Die eigentümliche Art des Franz von Assisi, die ja so viel Ähnlichkeit hat, auch in dem Leben seiner Mönche, mit den Schülern des Buddha, ergibt sich aus dem Umstand, daß Franz von Assisi selbst ein Schüler des Buddha war. [1] Franz von Assisi ist seitdem nur einmal als Kind kurz auf der Erde erschienen und in der Kindheit gestorben und war seither nicht mehr verkörpert. Er ist seitdem verbunden mit der Tätigkeit des Buddha und einer der hervorragendsten Folger des Buddha auf dem Mars. [2] Es war wohl am auffallendsten, am einleuchtendsten, daß bei einer solchen Persönlichkeit wie Franz von Assisi starke, gewaltige moralische Impulse gewirkt haben müssen, damit diese Persönlichkeit hat zu ihren Taten gelangen können. Umgeben war zunächst Franz von Assisi von Menschen mit sehr schweren Krankheiten, für welche die übrige Welt dazumal keine Hilfe hatte. Bei ihm wirkten seine moralischen Impulse nicht nur so, daß viele von diesen schwer Kranken in ihrer Seele eine moralische Stütze, einen großen Trost hatten. Das war gewiß für viele allein zu erreichen. Aber es war für manche immerhin auch zu erreichen, daß die moralischen Impulse, die moralischen Kräfte, die ausströmten von Franz von Assisi, sogar heilende, gesundheitsbringende Wirkung hatten, wenn der Glaube, das Vertrauen der Kranken hinlänglich groß war. [3] Dadurch, daß er die starken moralischen Impulse hatte, hat er wieder andere um sich versammelt, die, wenn auch im minderen Maße, doch in seinem Sinne wirkten. Eigentlich waren es recht viele, die in seinem Sinne damals gewirkt haben. Es hat nur nicht lange gedauert. Wie war nun wieder in Franz von Assisi hineingekommen eine solche Seelenkraft? [4]
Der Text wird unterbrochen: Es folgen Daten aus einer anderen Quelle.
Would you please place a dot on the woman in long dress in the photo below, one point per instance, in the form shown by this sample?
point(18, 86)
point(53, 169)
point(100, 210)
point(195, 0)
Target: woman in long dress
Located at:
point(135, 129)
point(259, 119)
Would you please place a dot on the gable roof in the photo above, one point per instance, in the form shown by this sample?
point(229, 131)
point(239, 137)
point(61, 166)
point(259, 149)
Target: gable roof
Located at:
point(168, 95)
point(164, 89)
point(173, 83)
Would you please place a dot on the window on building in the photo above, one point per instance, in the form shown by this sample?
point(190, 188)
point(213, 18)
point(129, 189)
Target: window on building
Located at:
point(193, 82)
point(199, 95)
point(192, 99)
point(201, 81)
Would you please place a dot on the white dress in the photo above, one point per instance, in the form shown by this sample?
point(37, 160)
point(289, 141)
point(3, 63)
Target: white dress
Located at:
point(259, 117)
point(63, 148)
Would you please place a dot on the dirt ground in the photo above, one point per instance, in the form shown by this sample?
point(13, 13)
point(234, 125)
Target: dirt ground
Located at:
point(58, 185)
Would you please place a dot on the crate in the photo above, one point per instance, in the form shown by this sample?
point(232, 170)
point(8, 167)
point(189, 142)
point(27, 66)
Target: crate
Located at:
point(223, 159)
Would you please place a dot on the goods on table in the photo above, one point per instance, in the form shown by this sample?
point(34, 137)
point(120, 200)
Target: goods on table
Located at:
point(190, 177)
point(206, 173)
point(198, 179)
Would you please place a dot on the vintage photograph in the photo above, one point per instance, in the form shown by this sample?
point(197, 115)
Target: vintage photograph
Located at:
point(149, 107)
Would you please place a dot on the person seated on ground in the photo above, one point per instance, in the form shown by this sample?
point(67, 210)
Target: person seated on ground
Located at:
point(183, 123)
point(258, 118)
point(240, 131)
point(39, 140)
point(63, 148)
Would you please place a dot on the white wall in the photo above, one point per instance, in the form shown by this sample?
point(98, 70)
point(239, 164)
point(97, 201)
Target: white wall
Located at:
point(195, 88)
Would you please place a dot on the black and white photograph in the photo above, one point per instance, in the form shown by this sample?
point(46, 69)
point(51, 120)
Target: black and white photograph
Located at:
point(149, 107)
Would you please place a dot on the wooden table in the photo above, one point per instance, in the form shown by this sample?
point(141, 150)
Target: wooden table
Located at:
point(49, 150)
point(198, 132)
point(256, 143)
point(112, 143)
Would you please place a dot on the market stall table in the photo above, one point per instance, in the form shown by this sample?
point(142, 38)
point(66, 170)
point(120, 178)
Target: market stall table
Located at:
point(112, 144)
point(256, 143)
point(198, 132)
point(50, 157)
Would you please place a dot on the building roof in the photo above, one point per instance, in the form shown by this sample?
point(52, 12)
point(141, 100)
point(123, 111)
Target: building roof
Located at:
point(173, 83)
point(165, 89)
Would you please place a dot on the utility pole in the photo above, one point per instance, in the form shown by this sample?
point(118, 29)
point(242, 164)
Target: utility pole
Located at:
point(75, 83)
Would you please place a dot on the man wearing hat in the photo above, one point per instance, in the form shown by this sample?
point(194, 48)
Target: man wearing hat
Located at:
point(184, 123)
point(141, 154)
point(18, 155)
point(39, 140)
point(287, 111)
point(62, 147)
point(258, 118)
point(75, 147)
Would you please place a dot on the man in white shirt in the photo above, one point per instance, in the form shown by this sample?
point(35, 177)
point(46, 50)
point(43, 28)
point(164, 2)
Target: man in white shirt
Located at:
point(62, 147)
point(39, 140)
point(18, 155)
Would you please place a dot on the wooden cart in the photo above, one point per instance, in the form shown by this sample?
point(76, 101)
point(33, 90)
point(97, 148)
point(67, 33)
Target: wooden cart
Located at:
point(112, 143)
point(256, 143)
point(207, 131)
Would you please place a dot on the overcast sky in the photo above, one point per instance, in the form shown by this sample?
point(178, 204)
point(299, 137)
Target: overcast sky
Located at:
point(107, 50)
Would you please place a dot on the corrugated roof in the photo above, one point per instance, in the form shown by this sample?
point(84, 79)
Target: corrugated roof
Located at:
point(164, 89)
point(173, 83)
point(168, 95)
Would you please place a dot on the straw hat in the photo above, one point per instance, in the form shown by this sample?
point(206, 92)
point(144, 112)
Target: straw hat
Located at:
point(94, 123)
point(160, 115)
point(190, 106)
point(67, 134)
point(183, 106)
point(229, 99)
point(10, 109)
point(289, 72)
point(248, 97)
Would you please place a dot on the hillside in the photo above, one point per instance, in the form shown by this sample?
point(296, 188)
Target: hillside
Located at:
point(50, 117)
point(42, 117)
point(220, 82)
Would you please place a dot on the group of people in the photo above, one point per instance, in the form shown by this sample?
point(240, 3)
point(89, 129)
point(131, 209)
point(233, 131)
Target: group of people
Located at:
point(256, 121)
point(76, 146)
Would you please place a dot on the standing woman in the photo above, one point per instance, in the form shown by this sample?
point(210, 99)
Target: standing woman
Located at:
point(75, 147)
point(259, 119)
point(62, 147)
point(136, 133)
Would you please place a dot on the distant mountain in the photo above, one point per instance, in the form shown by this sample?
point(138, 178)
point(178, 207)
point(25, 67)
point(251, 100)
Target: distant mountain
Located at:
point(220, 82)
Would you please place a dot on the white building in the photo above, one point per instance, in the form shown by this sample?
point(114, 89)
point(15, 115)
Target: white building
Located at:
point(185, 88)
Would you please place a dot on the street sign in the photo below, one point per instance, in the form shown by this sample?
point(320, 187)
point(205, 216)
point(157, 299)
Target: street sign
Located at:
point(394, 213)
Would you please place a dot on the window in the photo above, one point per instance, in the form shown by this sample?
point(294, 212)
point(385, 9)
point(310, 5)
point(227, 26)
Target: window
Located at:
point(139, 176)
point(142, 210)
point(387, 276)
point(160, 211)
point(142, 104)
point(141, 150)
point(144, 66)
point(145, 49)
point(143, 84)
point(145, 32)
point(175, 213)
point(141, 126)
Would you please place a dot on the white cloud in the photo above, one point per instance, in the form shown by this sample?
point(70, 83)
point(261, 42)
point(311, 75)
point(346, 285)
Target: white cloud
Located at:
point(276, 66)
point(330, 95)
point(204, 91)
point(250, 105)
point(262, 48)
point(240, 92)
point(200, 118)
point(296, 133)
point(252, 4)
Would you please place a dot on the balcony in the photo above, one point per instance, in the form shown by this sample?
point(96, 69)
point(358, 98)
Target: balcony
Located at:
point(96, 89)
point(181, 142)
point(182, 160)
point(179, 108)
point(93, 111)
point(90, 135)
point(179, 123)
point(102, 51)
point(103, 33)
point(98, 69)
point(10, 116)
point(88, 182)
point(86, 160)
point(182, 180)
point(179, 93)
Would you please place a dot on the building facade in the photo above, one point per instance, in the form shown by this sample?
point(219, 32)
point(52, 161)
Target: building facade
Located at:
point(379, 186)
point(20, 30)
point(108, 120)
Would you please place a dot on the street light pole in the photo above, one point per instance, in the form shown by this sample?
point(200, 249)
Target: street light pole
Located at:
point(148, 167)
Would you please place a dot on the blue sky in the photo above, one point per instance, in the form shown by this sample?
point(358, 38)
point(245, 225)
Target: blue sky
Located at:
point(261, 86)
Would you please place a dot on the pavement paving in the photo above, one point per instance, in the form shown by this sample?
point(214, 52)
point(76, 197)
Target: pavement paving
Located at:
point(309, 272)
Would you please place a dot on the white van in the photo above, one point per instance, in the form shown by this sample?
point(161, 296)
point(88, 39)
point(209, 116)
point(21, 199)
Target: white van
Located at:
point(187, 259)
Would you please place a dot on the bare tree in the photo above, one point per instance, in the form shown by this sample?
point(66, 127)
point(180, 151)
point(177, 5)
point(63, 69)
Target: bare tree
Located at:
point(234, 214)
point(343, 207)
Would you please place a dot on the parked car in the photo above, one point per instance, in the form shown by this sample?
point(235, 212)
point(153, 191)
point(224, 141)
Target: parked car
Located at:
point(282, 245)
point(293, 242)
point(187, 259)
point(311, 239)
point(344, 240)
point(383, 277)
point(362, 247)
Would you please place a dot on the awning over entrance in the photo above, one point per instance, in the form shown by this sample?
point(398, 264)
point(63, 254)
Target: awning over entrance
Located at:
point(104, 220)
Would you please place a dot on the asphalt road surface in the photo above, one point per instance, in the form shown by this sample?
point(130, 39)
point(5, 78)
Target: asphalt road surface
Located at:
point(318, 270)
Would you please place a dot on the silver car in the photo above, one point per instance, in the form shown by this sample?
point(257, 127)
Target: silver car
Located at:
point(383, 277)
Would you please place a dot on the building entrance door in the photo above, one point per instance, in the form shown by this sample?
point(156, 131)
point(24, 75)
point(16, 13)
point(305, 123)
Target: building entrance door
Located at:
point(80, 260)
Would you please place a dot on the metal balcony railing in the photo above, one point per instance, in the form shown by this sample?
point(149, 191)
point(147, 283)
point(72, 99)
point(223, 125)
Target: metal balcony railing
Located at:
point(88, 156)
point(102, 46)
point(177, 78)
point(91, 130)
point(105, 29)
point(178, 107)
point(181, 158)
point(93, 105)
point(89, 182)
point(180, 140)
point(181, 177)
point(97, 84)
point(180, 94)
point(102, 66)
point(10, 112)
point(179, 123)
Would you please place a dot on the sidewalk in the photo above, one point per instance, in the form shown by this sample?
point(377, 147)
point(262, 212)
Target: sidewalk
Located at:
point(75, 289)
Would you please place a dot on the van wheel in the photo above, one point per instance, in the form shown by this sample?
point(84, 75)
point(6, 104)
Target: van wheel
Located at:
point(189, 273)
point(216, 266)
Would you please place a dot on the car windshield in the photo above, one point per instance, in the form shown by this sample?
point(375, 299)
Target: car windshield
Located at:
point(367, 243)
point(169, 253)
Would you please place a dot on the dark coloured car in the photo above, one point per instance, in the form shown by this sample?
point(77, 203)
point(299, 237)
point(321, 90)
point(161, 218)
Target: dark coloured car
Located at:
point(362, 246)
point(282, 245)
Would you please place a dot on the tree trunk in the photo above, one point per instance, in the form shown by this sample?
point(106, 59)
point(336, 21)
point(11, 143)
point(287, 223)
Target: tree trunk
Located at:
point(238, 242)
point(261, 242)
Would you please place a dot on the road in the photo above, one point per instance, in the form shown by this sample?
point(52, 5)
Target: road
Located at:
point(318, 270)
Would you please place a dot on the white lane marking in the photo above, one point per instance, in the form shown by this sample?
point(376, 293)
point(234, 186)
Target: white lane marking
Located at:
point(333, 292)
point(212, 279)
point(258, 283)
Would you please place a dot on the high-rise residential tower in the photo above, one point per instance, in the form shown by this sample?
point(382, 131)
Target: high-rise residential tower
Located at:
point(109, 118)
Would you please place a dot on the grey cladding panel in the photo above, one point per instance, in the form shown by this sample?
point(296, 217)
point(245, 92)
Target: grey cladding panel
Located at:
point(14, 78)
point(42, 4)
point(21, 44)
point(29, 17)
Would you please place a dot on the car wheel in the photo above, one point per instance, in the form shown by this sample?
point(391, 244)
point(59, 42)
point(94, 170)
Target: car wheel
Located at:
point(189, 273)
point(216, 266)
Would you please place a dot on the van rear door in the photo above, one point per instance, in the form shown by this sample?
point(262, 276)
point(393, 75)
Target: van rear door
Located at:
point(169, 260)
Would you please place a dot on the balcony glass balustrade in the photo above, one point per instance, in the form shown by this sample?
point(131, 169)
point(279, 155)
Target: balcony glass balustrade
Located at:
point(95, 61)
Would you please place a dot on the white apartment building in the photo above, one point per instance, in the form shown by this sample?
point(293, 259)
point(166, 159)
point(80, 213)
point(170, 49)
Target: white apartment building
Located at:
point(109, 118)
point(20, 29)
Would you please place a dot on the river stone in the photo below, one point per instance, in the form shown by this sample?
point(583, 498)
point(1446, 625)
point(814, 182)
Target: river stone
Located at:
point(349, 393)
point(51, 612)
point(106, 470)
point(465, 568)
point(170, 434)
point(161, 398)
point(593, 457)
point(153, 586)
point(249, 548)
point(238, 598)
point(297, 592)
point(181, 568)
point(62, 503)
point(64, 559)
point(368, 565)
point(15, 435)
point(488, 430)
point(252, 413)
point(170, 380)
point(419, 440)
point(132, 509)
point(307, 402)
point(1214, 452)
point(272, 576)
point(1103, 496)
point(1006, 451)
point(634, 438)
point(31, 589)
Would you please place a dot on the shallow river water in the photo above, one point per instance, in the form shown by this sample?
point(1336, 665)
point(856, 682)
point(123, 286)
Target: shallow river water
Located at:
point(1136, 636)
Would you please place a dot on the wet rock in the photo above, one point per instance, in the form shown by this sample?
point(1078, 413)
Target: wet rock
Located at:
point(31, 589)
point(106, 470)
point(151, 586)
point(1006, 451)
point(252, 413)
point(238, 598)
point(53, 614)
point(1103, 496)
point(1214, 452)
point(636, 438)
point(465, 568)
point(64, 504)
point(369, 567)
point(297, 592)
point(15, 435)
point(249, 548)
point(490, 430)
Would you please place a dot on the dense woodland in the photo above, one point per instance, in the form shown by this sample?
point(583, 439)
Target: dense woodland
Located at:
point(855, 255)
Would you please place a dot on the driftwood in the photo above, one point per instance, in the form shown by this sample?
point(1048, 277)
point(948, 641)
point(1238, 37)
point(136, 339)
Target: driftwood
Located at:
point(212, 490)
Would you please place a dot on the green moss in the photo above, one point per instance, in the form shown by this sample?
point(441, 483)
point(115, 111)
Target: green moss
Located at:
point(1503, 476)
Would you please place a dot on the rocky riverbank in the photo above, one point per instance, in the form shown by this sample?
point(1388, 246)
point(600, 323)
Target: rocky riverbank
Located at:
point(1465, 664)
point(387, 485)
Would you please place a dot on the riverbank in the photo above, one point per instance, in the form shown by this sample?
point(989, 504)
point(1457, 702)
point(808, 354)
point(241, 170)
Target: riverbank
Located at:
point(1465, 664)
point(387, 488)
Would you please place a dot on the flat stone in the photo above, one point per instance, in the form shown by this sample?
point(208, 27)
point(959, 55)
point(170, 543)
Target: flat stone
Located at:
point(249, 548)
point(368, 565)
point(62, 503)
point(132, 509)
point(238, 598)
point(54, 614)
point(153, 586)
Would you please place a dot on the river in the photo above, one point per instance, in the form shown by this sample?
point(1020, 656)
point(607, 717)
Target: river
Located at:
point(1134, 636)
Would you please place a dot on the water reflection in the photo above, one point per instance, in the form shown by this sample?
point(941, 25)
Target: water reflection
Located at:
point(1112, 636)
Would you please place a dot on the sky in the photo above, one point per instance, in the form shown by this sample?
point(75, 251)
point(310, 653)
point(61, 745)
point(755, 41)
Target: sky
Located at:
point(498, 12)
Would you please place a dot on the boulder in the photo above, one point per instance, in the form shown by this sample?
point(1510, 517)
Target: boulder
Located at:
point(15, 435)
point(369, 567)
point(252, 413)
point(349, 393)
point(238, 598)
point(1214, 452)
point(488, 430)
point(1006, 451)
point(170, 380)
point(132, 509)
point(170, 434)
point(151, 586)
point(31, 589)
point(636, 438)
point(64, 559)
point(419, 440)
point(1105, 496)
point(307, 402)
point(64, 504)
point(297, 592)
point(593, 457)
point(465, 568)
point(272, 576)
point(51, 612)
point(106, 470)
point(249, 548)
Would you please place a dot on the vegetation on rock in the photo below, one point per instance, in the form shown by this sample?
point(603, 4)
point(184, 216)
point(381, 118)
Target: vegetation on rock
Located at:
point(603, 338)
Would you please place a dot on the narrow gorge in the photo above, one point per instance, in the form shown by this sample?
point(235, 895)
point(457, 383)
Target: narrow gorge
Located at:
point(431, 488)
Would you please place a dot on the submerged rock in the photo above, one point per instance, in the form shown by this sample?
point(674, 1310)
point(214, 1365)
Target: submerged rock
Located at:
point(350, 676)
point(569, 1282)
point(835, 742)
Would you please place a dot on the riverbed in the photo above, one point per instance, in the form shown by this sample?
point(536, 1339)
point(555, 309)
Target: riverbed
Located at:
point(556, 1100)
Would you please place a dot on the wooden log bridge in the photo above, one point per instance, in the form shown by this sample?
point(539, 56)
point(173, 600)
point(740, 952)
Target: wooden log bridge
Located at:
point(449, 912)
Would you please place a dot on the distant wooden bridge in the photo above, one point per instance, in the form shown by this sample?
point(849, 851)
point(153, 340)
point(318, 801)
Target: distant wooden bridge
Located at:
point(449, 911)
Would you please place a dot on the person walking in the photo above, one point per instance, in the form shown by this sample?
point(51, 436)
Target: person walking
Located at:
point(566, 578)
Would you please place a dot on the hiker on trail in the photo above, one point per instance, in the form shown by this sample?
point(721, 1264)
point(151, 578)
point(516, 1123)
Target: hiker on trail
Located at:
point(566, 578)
Wie der Buddhismus sich in Asien ausgebreitet hat, Sie wissen es. Aber in einer mehr verborgenen und verschleierten Gestalt findet derselbe auch seine Ausbreitung innerhalb des europäischen Geisteslebens; und wir haben vor allen Dingen darauf hinzuweisen, daß jener Teil der großen Lehre des Buddha, der sich bezog auf die Gleichheit der Menschen, in ganz besonderem Maße geeignet war, von der europäischen Bevölkerung aufgenommen zu werden, weil eben die europäische Bevölkerung nicht hingeordnet war auf eine Kasteneinteilung. An den Ufern des Schwarzen Meeres wurde in den Jahrhunderten, die noch weit in die christliche Zeit hineingingen, eine Art von Geheimschule begründet. [5] Franz von Assisi war in seiner vorhergehenden Inkarnation, im 7., 8. Jahrhundert dort ein Schüler einer Individualität, die nicht mehr in einer Inkarnation im physischen Leibe verkörpert war, einer Wesenheit, die nur noch im Geistleib unter den Schülern, zu denen auch dazumal Franz von Assisi gehörte, dazumal wirkte, und das war kein anderer als der (frühere) Gautama Buddha. [6]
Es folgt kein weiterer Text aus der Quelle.